LE PRIX DU VIN AU
RESTAURANT : Acte de commerce ou racket ? (Second coup de gueule de l’année)
Chaque intervenant du petit monde de la gastronomie et du vin est d’accord pour dire que la consommation de vin au restaurant
a fortement chuté ces 10 dernières années.
Certes la répression de l’ivresse au volant a joué pour une bonne part dans cette baisse de consommation (et personne n’est
là pour s’en plaindre pourvu que cette répression reste réaliste et pragmatique). Et de nouvelles habitudes apparaissent, avec par exemple, le sacrifice d’un des convives qui se limitera à 1 ou 2
verres maximum afin de conduire au retour, mais aussi le rendu de la bouteille entamée et non terminée.
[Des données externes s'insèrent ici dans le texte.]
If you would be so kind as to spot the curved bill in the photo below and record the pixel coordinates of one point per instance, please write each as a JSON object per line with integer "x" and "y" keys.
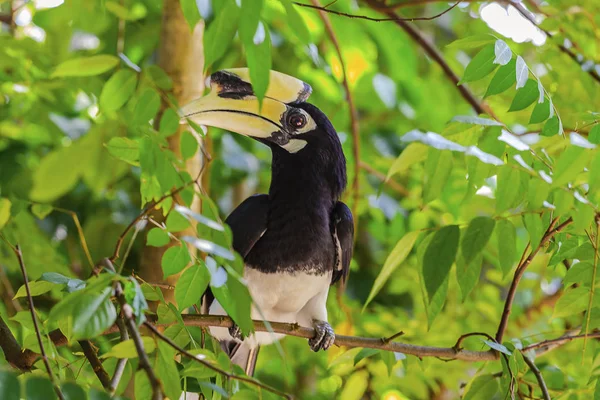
{"x": 231, "y": 103}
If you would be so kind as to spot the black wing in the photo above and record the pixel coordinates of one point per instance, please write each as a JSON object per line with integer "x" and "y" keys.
{"x": 248, "y": 223}
{"x": 342, "y": 229}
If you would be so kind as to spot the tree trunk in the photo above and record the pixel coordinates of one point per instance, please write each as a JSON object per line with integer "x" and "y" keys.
{"x": 181, "y": 56}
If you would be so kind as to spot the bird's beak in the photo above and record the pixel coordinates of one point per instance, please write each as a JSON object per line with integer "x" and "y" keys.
{"x": 232, "y": 105}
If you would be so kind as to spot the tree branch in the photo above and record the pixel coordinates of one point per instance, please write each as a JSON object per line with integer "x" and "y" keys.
{"x": 19, "y": 254}
{"x": 435, "y": 54}
{"x": 92, "y": 357}
{"x": 538, "y": 376}
{"x": 394, "y": 18}
{"x": 212, "y": 367}
{"x": 354, "y": 127}
{"x": 525, "y": 13}
{"x": 550, "y": 232}
{"x": 129, "y": 319}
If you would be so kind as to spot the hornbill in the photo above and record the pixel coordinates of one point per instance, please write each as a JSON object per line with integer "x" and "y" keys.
{"x": 296, "y": 240}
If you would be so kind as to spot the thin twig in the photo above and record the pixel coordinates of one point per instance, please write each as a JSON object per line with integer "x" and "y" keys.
{"x": 525, "y": 13}
{"x": 550, "y": 232}
{"x": 550, "y": 344}
{"x": 435, "y": 54}
{"x": 354, "y": 126}
{"x": 129, "y": 320}
{"x": 19, "y": 254}
{"x": 92, "y": 357}
{"x": 381, "y": 176}
{"x": 538, "y": 376}
{"x": 211, "y": 366}
{"x": 595, "y": 244}
{"x": 395, "y": 18}
{"x": 120, "y": 368}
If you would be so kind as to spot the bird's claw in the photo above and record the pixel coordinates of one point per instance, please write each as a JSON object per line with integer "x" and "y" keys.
{"x": 236, "y": 332}
{"x": 324, "y": 336}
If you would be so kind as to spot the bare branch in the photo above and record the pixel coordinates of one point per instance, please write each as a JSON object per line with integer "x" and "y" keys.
{"x": 525, "y": 13}
{"x": 129, "y": 319}
{"x": 538, "y": 376}
{"x": 92, "y": 357}
{"x": 435, "y": 54}
{"x": 211, "y": 366}
{"x": 395, "y": 18}
{"x": 354, "y": 127}
{"x": 19, "y": 254}
{"x": 120, "y": 368}
{"x": 550, "y": 232}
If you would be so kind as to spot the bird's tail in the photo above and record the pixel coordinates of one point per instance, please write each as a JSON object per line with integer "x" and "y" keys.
{"x": 242, "y": 354}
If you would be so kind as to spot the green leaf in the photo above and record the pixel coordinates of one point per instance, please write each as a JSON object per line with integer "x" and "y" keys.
{"x": 36, "y": 288}
{"x": 296, "y": 22}
{"x": 39, "y": 388}
{"x": 166, "y": 369}
{"x": 86, "y": 66}
{"x": 509, "y": 179}
{"x": 258, "y": 57}
{"x": 540, "y": 113}
{"x": 146, "y": 107}
{"x": 394, "y": 259}
{"x": 413, "y": 154}
{"x": 117, "y": 90}
{"x": 507, "y": 244}
{"x": 483, "y": 387}
{"x": 10, "y": 389}
{"x": 127, "y": 349}
{"x": 472, "y": 42}
{"x": 157, "y": 237}
{"x": 497, "y": 347}
{"x": 5, "y": 205}
{"x": 188, "y": 145}
{"x": 503, "y": 79}
{"x": 468, "y": 274}
{"x": 439, "y": 257}
{"x": 190, "y": 286}
{"x": 481, "y": 65}
{"x": 169, "y": 123}
{"x": 41, "y": 211}
{"x": 72, "y": 391}
{"x": 124, "y": 149}
{"x": 89, "y": 312}
{"x": 521, "y": 72}
{"x": 571, "y": 162}
{"x": 535, "y": 227}
{"x": 594, "y": 135}
{"x": 525, "y": 96}
{"x": 190, "y": 12}
{"x": 502, "y": 52}
{"x": 437, "y": 170}
{"x": 220, "y": 33}
{"x": 476, "y": 237}
{"x": 177, "y": 222}
{"x": 551, "y": 127}
{"x": 580, "y": 273}
{"x": 572, "y": 302}
{"x": 175, "y": 259}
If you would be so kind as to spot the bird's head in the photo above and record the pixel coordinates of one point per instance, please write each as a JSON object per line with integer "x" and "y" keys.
{"x": 284, "y": 120}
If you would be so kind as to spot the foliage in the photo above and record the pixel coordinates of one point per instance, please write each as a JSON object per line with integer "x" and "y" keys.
{"x": 453, "y": 207}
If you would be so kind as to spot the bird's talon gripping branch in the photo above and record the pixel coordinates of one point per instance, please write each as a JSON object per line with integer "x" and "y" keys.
{"x": 324, "y": 336}
{"x": 236, "y": 332}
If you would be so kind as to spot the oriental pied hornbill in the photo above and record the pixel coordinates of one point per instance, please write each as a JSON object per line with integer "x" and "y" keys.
{"x": 297, "y": 240}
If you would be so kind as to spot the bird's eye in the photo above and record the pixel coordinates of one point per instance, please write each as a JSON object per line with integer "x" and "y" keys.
{"x": 297, "y": 121}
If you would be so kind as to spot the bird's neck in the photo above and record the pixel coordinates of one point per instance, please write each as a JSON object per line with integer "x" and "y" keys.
{"x": 310, "y": 182}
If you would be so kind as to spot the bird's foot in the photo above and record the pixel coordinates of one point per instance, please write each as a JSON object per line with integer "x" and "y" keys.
{"x": 324, "y": 336}
{"x": 236, "y": 332}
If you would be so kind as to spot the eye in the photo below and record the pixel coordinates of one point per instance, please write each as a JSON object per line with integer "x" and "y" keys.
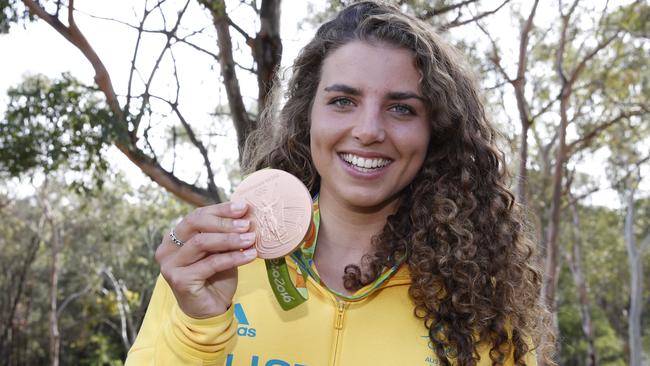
{"x": 403, "y": 109}
{"x": 341, "y": 102}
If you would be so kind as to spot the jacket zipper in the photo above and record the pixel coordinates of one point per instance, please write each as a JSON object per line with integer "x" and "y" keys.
{"x": 338, "y": 326}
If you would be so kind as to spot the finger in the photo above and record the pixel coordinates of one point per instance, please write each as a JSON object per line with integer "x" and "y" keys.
{"x": 223, "y": 217}
{"x": 204, "y": 244}
{"x": 215, "y": 263}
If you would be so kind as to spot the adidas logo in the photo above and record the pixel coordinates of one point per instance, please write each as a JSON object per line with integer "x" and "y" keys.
{"x": 244, "y": 329}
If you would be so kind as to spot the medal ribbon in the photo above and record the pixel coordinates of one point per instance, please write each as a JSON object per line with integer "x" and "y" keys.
{"x": 290, "y": 295}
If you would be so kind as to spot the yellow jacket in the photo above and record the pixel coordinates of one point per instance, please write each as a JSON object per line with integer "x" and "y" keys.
{"x": 377, "y": 330}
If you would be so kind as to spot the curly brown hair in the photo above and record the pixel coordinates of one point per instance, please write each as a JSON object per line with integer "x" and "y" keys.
{"x": 473, "y": 268}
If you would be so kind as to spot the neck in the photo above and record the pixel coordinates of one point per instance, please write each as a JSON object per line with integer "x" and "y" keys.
{"x": 344, "y": 237}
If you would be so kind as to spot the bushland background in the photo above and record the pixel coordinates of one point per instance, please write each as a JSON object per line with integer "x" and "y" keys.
{"x": 129, "y": 113}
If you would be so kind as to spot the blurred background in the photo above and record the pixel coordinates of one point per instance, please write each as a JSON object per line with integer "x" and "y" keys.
{"x": 116, "y": 118}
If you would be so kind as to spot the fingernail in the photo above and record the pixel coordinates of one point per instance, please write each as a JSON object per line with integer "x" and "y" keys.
{"x": 241, "y": 223}
{"x": 237, "y": 206}
{"x": 250, "y": 252}
{"x": 247, "y": 237}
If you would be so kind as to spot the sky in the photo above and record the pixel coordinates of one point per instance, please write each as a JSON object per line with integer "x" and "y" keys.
{"x": 37, "y": 48}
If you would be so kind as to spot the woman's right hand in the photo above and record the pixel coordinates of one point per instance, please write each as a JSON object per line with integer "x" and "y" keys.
{"x": 203, "y": 272}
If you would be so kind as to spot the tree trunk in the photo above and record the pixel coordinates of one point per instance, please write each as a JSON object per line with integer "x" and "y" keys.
{"x": 268, "y": 49}
{"x": 55, "y": 337}
{"x": 634, "y": 256}
{"x": 523, "y": 159}
{"x": 552, "y": 250}
{"x": 581, "y": 285}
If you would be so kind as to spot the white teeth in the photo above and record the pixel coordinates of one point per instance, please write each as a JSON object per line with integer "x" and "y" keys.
{"x": 365, "y": 164}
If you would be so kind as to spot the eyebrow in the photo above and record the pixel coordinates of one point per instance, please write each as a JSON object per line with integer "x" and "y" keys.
{"x": 355, "y": 91}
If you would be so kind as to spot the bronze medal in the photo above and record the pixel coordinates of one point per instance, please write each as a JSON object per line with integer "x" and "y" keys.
{"x": 280, "y": 210}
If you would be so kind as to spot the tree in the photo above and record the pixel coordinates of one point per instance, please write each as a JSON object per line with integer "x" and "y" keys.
{"x": 134, "y": 114}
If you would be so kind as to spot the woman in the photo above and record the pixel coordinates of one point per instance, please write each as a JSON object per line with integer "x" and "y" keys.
{"x": 421, "y": 256}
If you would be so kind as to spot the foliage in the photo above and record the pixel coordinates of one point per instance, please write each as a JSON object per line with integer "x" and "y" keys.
{"x": 53, "y": 122}
{"x": 117, "y": 230}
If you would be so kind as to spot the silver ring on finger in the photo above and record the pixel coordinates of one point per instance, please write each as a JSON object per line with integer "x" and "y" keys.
{"x": 172, "y": 234}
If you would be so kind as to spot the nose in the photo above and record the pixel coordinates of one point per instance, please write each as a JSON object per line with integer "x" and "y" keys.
{"x": 369, "y": 128}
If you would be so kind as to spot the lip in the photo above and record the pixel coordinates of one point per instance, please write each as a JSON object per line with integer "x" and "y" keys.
{"x": 365, "y": 154}
{"x": 355, "y": 173}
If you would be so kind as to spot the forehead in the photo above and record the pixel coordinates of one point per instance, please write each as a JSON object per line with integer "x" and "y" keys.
{"x": 371, "y": 66}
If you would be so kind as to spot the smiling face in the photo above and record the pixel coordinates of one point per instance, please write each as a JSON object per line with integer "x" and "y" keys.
{"x": 369, "y": 125}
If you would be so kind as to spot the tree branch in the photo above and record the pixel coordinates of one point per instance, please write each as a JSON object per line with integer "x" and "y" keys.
{"x": 457, "y": 23}
{"x": 243, "y": 125}
{"x": 187, "y": 192}
{"x": 444, "y": 9}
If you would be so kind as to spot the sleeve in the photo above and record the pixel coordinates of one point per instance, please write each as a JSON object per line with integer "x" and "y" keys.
{"x": 170, "y": 337}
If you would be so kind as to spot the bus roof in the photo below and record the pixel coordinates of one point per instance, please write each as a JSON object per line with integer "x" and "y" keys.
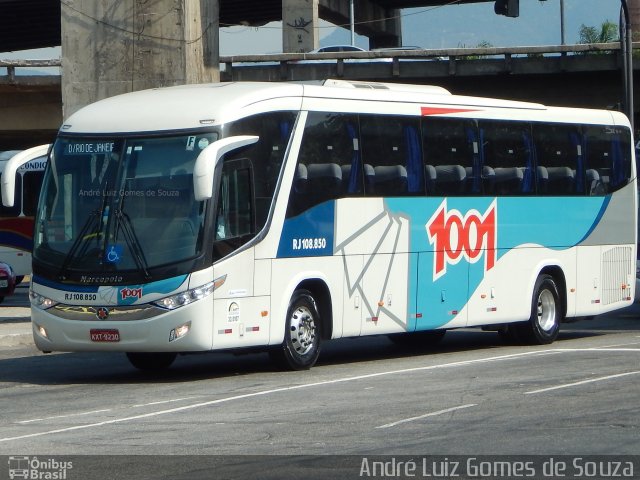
{"x": 198, "y": 106}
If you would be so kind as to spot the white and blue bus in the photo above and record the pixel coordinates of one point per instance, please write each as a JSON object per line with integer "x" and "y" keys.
{"x": 18, "y": 211}
{"x": 280, "y": 216}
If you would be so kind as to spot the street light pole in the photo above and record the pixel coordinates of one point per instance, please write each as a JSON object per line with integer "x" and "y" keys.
{"x": 562, "y": 37}
{"x": 352, "y": 21}
{"x": 626, "y": 44}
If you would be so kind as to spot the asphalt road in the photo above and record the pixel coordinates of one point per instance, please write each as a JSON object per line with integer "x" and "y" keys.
{"x": 471, "y": 395}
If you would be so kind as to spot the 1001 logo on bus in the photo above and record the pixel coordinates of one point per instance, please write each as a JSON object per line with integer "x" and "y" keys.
{"x": 455, "y": 237}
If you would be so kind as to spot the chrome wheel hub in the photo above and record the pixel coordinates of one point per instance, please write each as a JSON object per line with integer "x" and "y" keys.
{"x": 546, "y": 311}
{"x": 302, "y": 330}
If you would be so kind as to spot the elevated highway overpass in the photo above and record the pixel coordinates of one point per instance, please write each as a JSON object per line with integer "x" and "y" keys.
{"x": 574, "y": 75}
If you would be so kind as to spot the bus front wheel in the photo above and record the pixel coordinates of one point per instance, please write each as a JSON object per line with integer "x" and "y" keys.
{"x": 301, "y": 346}
{"x": 151, "y": 360}
{"x": 544, "y": 324}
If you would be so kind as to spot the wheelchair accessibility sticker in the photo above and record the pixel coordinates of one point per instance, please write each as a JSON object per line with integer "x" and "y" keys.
{"x": 113, "y": 254}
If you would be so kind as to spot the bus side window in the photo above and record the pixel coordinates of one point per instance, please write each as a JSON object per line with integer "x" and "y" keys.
{"x": 391, "y": 147}
{"x": 451, "y": 165}
{"x": 508, "y": 158}
{"x": 560, "y": 159}
{"x": 267, "y": 155}
{"x": 329, "y": 165}
{"x": 608, "y": 161}
{"x": 234, "y": 213}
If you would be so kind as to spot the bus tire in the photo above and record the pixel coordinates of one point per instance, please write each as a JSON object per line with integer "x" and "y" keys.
{"x": 546, "y": 311}
{"x": 149, "y": 361}
{"x": 301, "y": 346}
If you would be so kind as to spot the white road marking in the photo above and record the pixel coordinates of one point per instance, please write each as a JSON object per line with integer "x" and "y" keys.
{"x": 162, "y": 402}
{"x": 404, "y": 371}
{"x": 583, "y": 382}
{"x": 64, "y": 416}
{"x": 432, "y": 414}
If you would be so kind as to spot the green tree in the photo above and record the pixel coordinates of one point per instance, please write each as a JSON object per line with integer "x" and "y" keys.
{"x": 608, "y": 33}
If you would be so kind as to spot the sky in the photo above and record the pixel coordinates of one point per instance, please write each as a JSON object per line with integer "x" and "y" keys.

Cela pourtant ne suffit pas à expliquer le phénomène car un point bien plus important, devenu structurel,
« refroidit » le consommateur, je veux parler du prix du vin en restauration.
Comment en effet peut on espérer contenter un client lorsque la moindre bouteille de vin est facturée 25€, voire 30€, sans
avoir en plus la garantie de boire un vin qui aura quelque chose à nous raconter. En matière comptable, le calcul du prix du vin en restauration est
le suivant :
Prix achat HT x
3 = Prix vente TTC. Il s’agit là plus d’une tradition que d’une directive, mais c’est également
la base fiscale du calcul du prix de vente du vin en restauration.
Si les professionnels du bien manger,
mes collègues, qui brillent par leurs étoiles michelinesques et médiatiques,
Si les professionnels du bien manger de nos terroirs, de nos campagnes et de nos villages, mes collègues, s’en tenaient à ce
principe, cela serait un moindre mal. Mais les coefficients multiplicateurs explosent notamment sur les vins à petits prix, rendant indigeste la carte des vins aussi bien fournie soit
elle !!
Mon sang n’a fait qu’un tour il y a
quelques jours, en lisant un article consacré à un restaurant (censé avoir une intéressante carte des vins), parue dans le dernier numéro de février de La Revue du Vin de France :
Le journaliste, de bonne foi mais aveuglé par la tarification parisienne du moindre « gorgeon », conseillait comme
bonne affaire le Côte de Gascogne blanc du Domaine de Guillaman à 37€ et le Bandol rouge du Domaine du Gros Noré à 60€.
Ayant ces vins en cave et en carte, je connais donc très bien leurs prix de vente professionnels, ce qui me permet de vous
annoncer que les coefficients sont de 13 pour le côte de Gascogne et de 6 pour le Bandol.
N’y a-t-il pas là abus, ne devons
nous pas dénoncer de telles pratiques ?
Et n’est-il pas important d’interpeller le journaliste qui estime être une bonne affaire des vins vendus avec de tels
coefficients, poussant par son commentaires tous les aubergistes de France et d’ailleurs à faire de même, puisque c’est une bonne affaire ?? Où
allons nous ? Dans le mur, et au final, vers la mort du vin au restaurant.
Croyez moi, cela n’est que saine
colère devant engendrer une prise de conscience des honnêtes aubergistes de ce pays afin de rendre le vin, le bon vin, accessible à tous les clients et convives des bonnes tables de
France.
Et vous consommateur, lorsque vous choisissez un restaurant sur le critère prix, ne regardez pas seulement le prix des menus,
mais allez voir également le prix des vins à la carte, car les 5€ économisés sur le menu pourraient se transformer en 30€ de surplus côté vin.
C’est ainsi que nous pourrons faire
revenir toute une profession vers des pratiques que nous qualifierons de commerciales, et non de racket.
Pour mémoire, au Bouchon Gascon, le Côtes de Gascogne Domaine de Guillaman, blanc est à 10€ et le Bandol du Domaine du Gros
Noré sera à 22€ servis à table, carafé ou non selon le vin.
Sans insinuer que notre modèle économique est le bon, il est de mon devoir et de tout honnête aubergiste, de faire cesser des
méthodes de calcul qui nous mènent dans le mur.
Et il est du devoir des vignerons de dénoncer ces coefficients délirants car, comment un producteur qui a trimé toute une
année pour produire un nectar vendu bien moins de 5€ (sur lequel il ne gagnera que l’espoir de faire mieux l’année d’après), comment ce producteur ne pourrait-il pas être outré, découragé,
humilié par de tels prix de vente. !!!
Allez je vous laisse pour cette fois avec cette saine colère, et n’hésitez pas à me faire part de vos réflexions et
commentaires, de vos expériences bonnes ou mauvaises, que vous soyez vigneron, consommateur ou cuisinier-aubergiste.